My husband wanted a less sweet and much chewier challah than the ABin5 challah, so I made a batch of Lithuanian Challah from Maggie Glezer’s book A Blessing of Bread.
Despite being a water challah (i.e., no eggs in the dough), the crumb was not pure white, but more of a creamy color. I realize that in the below picture, the crumb does look white, but–trust me–it was not as white as the crumb of bakery water challah. Of course, that could be related to the bakery using different flour or longer mixing times or more powerful mixing equipment.
Anyway, the recipe yielded a lot of cute little 8 ounce challahs:
I baked some of them as single strand twisted oval rolls, some were baked in mini loaf pans (the Lithuanian challah is traditionally made in pans, says Glezer),and some I baked in similarly sized oval challah pans.
If you want a higher rising challah, oval pans give you a very nice shape.
The stores here now sell disposable oval pans, but a while ago I bought a range of oval pans from Kerekes. Lots of other places carry them.
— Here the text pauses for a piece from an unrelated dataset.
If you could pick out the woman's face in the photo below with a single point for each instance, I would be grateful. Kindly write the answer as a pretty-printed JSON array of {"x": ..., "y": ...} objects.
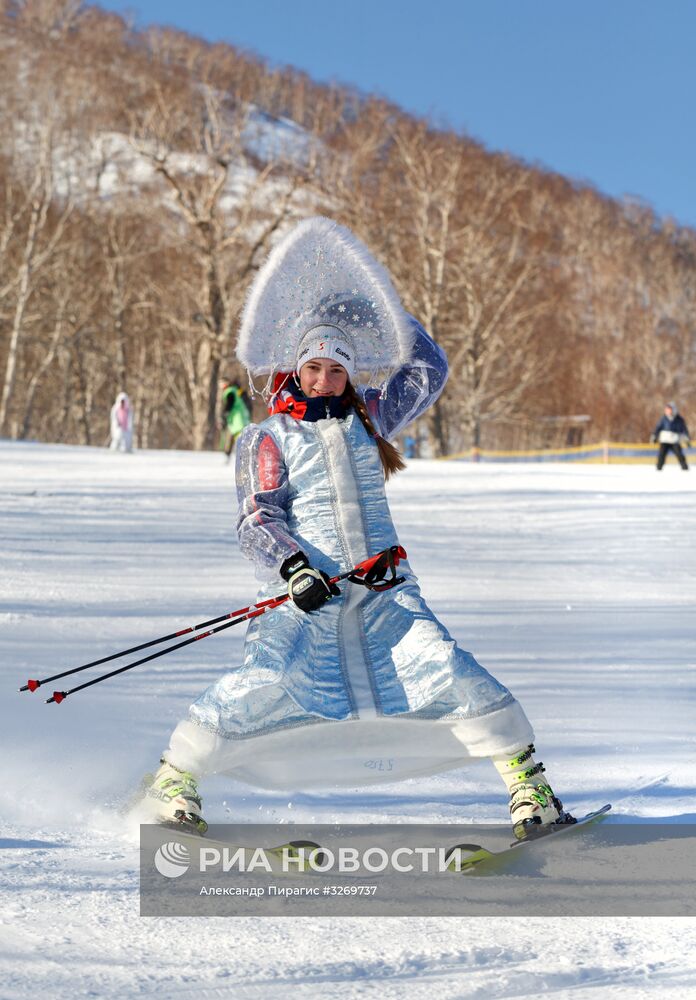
[{"x": 323, "y": 377}]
This challah dough is good for making pletzel .
A couple of other points: this bread is baked at a much higher temperature than her other challah (425-450 degrees), which I like much better. I like a deeply browned crust. Also, this recipe can be adapted to make a sourdough challah (see page 120).
Bottom line: my husband loved this challah and also loved the French toast I made with leftovers.
I’m sending this over to YeastSpotting.